Section 9. Reservation and Availability
of Stock .
(a) The Company covenants and agrees that
it will cause to be reserved and kept available out of its
authorized and unissued Preferred Shares (and, following the
occurrence of a Triggering Event, out of its authorized and
unissued Common Shares and/or other securities or out of its
authorized and issued shares of stock held in its treasury), the
number of Preferred Shares (and, following the occurrence of a
Triggering Event, Common Shares and/or other securities) that, as
provided in this Agreement, including, without limitation,
Section 11(a)(iii), will be sufficient to permit the exercise
in full of all outstanding Rights.
(b) So long as the Preferred Shares (and,
following the occurrence of a Triggering Event, Common Shares
and/or other securities) issuable and deliverable upon the exercise
of the Rights may be listed on any national securities exchange,
the Company shall use its best efforts to cause, from and after
such time as the Rights become exercisable, all shares of stock
reserved for such issuance to be listed on such exchange, upon
official notice of issuance upon such exercise.

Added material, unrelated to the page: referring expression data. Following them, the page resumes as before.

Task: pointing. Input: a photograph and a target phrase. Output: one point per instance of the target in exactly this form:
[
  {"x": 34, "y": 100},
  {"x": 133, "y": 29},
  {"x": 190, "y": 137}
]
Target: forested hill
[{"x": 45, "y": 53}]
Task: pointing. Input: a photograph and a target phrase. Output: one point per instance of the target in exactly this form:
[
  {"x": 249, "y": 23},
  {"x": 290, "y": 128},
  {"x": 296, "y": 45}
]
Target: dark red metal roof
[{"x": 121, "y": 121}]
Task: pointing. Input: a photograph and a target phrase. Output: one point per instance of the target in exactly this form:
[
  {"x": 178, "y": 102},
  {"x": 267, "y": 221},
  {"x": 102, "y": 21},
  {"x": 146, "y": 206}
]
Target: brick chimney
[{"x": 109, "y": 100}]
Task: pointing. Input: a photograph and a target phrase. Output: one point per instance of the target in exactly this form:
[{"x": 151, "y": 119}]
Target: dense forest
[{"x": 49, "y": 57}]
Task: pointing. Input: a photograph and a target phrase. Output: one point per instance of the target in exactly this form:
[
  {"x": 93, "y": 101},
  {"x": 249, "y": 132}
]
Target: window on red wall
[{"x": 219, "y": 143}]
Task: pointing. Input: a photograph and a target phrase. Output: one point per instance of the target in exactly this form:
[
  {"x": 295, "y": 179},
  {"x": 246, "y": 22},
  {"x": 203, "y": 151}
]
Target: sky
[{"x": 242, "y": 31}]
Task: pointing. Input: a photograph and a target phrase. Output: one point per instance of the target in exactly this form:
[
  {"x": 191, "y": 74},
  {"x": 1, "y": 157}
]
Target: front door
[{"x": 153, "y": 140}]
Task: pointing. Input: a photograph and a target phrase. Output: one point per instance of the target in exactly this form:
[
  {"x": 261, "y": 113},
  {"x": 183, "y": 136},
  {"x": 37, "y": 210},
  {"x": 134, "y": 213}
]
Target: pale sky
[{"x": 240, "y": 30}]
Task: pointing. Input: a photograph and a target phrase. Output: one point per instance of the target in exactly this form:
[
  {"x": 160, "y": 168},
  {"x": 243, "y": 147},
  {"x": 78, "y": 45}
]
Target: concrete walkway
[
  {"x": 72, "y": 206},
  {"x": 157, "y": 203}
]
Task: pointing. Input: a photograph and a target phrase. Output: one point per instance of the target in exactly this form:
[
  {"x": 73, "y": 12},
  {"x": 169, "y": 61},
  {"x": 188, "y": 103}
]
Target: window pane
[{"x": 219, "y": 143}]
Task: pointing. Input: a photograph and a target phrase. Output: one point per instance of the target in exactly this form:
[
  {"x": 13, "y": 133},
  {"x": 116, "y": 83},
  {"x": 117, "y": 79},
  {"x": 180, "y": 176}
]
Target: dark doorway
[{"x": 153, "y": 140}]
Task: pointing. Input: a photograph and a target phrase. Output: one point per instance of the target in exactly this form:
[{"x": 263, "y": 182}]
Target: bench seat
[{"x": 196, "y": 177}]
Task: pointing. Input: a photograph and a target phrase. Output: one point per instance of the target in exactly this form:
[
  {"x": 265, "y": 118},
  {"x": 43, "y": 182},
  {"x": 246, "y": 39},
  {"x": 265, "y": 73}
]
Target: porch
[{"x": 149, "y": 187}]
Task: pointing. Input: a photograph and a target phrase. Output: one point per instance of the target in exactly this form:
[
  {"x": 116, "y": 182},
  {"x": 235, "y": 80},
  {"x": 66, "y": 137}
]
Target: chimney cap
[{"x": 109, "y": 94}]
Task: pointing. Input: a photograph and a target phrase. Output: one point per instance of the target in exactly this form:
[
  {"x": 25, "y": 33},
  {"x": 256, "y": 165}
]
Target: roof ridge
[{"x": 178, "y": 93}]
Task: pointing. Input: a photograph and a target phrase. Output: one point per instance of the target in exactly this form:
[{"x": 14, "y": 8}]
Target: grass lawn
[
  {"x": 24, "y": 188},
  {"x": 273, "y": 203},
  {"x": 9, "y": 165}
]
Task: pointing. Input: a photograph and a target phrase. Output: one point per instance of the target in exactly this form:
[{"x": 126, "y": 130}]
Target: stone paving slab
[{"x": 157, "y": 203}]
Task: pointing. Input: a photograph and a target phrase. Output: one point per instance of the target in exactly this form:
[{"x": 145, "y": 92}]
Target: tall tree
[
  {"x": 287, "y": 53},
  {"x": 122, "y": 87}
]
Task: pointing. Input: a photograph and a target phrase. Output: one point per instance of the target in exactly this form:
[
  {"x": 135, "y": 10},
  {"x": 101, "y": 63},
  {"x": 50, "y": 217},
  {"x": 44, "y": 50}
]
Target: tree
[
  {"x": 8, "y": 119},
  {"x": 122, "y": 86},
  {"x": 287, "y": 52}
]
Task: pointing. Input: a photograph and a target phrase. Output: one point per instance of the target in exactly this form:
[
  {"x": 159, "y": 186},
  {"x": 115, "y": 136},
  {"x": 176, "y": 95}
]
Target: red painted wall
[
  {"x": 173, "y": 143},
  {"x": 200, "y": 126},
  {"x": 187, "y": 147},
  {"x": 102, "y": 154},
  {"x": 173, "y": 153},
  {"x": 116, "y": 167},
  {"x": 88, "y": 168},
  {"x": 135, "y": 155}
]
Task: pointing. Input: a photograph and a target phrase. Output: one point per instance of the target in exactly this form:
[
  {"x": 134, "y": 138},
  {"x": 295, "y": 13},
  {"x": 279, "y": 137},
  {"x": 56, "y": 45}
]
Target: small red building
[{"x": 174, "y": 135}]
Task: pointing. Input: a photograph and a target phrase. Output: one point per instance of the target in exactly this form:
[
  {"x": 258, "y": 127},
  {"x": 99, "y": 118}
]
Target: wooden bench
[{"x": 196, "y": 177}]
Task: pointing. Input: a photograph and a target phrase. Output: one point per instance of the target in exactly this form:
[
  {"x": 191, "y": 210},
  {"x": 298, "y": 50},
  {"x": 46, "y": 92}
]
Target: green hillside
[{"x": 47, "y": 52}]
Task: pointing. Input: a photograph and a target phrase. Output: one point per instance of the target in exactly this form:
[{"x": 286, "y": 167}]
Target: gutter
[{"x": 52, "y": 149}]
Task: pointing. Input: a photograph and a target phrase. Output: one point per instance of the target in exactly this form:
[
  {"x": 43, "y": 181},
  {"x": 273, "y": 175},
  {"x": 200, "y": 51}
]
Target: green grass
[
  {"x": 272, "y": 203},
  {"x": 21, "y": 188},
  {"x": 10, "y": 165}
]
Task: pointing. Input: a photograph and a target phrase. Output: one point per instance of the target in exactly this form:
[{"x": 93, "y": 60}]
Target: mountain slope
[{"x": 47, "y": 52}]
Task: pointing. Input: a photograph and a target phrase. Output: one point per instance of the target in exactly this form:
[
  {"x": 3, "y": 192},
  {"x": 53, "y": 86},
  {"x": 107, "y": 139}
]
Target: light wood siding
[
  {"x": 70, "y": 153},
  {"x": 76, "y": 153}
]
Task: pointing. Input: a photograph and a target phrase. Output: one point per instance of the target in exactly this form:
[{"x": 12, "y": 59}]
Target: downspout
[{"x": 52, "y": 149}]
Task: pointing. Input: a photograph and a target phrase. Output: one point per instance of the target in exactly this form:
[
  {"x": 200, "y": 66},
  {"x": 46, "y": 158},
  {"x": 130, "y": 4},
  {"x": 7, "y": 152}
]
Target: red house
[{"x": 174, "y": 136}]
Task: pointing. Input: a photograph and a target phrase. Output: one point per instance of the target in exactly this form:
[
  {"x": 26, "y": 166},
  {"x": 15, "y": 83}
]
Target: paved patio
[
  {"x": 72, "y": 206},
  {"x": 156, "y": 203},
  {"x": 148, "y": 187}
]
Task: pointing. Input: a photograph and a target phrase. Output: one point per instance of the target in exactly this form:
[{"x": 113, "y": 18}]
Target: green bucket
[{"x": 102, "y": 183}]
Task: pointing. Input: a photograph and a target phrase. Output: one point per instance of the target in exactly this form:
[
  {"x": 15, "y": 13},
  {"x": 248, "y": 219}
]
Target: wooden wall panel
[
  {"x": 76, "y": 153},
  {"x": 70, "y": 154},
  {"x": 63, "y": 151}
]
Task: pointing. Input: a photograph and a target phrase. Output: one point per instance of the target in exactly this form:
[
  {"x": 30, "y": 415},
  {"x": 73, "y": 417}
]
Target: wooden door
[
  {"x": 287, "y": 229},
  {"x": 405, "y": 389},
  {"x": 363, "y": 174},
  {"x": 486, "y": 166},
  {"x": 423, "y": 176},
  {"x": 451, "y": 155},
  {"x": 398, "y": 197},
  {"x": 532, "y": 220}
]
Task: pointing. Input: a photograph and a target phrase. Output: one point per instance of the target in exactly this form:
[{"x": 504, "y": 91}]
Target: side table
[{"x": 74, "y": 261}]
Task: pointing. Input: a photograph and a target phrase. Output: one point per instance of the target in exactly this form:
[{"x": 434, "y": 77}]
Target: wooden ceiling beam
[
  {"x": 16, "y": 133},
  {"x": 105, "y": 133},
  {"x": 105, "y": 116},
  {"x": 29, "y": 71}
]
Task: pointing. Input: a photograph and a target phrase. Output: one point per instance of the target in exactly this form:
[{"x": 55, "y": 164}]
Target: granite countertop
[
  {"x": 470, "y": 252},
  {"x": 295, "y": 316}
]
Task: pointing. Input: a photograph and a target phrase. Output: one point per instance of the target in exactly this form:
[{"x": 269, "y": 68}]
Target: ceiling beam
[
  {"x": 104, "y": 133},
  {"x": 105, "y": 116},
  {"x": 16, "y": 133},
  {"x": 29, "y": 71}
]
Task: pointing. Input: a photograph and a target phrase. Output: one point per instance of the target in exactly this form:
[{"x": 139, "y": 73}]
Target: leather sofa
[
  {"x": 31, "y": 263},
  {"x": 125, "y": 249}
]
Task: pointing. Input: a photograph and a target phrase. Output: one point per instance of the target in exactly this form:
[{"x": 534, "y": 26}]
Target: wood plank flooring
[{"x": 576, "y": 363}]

(c) The Company shall use its best efforts
to (i) prepare and file, as soon as practicable following the
earliest date after the first occurrence of a
Section 11(a)(ii) Event on which the consideration to be
delivered by the Company upon exercise of the Rights has been
determined in accordance with Section 11(a)(iii), a
registration statement under the Act with respect to the securities
purchasable upon exercise of the Rights on an appropriate form,
(ii) cause such registration statement to become effective as
soon as practicable after such filing, and (iii) cause such
registration statement to remain effective (with a prospectus at
all times meeting the requirements of the Act) until the earlier of
(A) the date as of which the Rights are no longer exercisable
for such securities, and (B) the Expiration Date. The Company
will also take such action as may be appropriate under, or to
ensure compliance with, the securities or “blue sky”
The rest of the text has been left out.